Currently, about 2% of males and 5% of females in developed countries live past age 100, and the authors projected that only about 5% of males and 15% of females are likely to live past age 100 by the end of this century, unless there’s increased attention to the underlying biology of aging and interventions that are directly related to the human biology of aging.
We know that multiple mechanisms are involved in aging. These include DNA methylation, epigenetic aging, inflammation, the accumulation of senescent cells, and changes in mitochondrial function. Certain interventions have looked very promising, such as GLP-1s, metformin, rapamycin, polyphenols, and others.

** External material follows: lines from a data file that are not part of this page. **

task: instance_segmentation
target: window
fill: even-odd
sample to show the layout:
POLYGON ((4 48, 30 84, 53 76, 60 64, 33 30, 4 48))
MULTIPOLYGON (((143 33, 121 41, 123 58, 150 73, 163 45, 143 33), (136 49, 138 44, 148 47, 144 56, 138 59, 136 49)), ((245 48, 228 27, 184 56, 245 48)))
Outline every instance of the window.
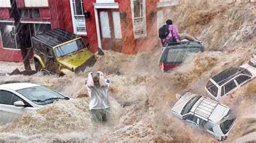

However, the authors project that with the current approach — without attention to the underlying biology of aging and interventions that are directly addressing those pathways — even in 15 years, the average lifespan in developed countries for men may be only about 86 years, and for women, perhaps a little more than 90 years. This is still nowhere near what had been previously projected, which was half of the population with current birth cohorts reaching the age of 100.
So, in some ways, this is a call to action to prioritize rigorous research on the underlying biology of aging, the aging process, and rigorously testing interventions that may be of benefit in addition to continuing the research on prevention and treatment of chronic diseases and other medical issues that are so important.
Thank you so much for your attention. This is JoAnn Manson.